Tomorrow is Father’s day, and although I had 15 years, give or take, of Father’s days before you drove into our lives, this is the first one, in almost 10, without you.
I never paid much attention to these days before. I had this naivety about them that I now resent because I brushed them off. It’s a day, give some kind of token or maybe go fishing, and have a nice meal. A kid’s ignorance because Moms and Dads are there everyday right?
I shouldn’t have had this ignorance, not with how many people I’ve lost over the years, but somehow it persisted. Now, I’m faced with this day without the man I came to call Daddy and I’m stuck between hating myself for taking this day granted, and hating that I don’t have my Dad to call and take this day granted with.
I had father-like figures growing up…uncles, friend’s fathers, and so forth, but I lacked an actual father. My biological father is a waste of human flesh and air, someone whom my hatred seems to burn without an end in sight. My mother did her best to raise my brother and I away from the toxicity that man seems to ooze in pure existence, but I still grew up scarred from the experience of him. A few men came and left our lives, and after my mother broke up with a man I had started to call Daddy, I had vowed to never call another man by that name….No one seemed worthy of the title.
Until you came around. I took 3-4 years for me to even entertain the idea of calling you Dad, but one day just slipped from my lips and it felt good, and right. Sure my mom and you fought, like any other stubborn couple does, but I had a family. I had a mom and a dad, and that angry hole in my heart just seems smaller. Sure I had a lot of ups and downs in my own personal hells, but my Dad stood by my side, and I loved you for it.
It hurts so much at times that I just want to curl into a ball and just ignore the rest of the world. I remember being a kid and thinking how I could sort of relate to those who had lost a dad, because in a sense, even though the bastard was alive, I had lost one too. But that pain pales in comparison to this one….because one minute you were wishing me merry Christmas, and the next you were gone.
I can’t even call your phone tomorrow to leave you a message because we had to disconnect it. It was the smart, logical thing to do and yet I can’t logically wrap my mind around the fact that you won’t be home when I come back in July. I won’t hear you griping about how my brother is lazy and my mother is crazy. You won’t be there to help me when I can’t get the damn hook out of a fish’s mouth, or make fun of Amanda for her short hair and lesbian ways. I won’t hear you introduce me as your son anymore, and that Serena, our cat, is your favorite guard dog. We won’t watch John Wayne movies together again or listen to a baseball game in your car while driving to the store to get drinks for our fishing day.
You won’t be able to finally teach me how to ice fish, or laugh as I fall on my ass on the ice. I have grown to love and hate country music, because you loved it so much…it sometimes hurts to hear a song you liked.
Tomorrow I’m going to call all my uncles, mom, grandma, and text all the father’s in my phone, and wish them a happy father’s day. I’ll be at a BBQ with my friends, laughing it up and playing volleyball, making fun of how old all of us are getting……and I’m going to try not to dwell on the fact that you are gone.
God, sometimes I want to punch and kick and scream…this isn’t fair.
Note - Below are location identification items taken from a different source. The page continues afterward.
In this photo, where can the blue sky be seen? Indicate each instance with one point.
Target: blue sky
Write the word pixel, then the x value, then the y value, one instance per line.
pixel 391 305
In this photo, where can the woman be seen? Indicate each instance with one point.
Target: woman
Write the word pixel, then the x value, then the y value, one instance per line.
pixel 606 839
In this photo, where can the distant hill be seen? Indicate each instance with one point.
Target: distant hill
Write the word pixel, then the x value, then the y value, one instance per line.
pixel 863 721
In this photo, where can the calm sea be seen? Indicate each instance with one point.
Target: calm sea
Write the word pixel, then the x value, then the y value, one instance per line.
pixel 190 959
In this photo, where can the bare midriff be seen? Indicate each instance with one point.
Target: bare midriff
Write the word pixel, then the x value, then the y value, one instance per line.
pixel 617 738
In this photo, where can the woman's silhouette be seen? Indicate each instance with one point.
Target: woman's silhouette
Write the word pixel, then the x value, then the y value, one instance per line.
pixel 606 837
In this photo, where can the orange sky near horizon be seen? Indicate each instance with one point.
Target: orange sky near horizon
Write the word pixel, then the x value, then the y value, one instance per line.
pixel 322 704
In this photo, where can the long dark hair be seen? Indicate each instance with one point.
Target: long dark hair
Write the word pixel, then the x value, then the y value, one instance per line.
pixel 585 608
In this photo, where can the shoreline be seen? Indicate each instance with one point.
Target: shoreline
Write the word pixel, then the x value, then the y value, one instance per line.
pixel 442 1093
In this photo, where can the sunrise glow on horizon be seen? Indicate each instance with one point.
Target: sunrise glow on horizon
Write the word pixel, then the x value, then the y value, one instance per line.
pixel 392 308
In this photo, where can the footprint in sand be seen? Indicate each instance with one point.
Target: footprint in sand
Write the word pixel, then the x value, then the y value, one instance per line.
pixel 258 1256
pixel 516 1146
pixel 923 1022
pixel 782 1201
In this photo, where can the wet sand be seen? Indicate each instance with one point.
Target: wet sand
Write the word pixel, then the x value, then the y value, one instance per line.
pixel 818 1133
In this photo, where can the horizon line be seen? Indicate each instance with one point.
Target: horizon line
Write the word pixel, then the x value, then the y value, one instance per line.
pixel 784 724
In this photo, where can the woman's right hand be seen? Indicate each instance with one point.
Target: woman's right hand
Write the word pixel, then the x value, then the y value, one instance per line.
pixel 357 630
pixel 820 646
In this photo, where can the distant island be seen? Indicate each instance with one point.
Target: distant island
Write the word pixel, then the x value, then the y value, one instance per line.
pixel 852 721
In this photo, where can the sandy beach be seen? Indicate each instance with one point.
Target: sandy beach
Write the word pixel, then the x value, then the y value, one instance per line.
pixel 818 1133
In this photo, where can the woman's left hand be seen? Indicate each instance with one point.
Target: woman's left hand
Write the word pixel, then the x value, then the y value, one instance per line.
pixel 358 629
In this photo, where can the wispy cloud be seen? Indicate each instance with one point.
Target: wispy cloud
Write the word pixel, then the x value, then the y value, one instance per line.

You should be here…
I got an email the other day from the vendor where I bought your rainbow suspenders, telling me about a deal for father’s day, and I broke down crying. You wore those things so proudly…even though I got them for you as a joke. But you wanted them, and you were proud of me and I can’t tell you how much it meant to me that you were. How much it meant you were there, that you stood up for me, and that you loved me.
I’m planning on getting a tattoo for you…maybe a bass or a silhouette of you fishing…something to always remind me that you are a part of me, even though we do not share the same blood.
I have to go now…you know I hate crying…I miss you, and I’m sorry if I never made it clear to you just how much you mean to me. I love you Daddy. Rest in peace.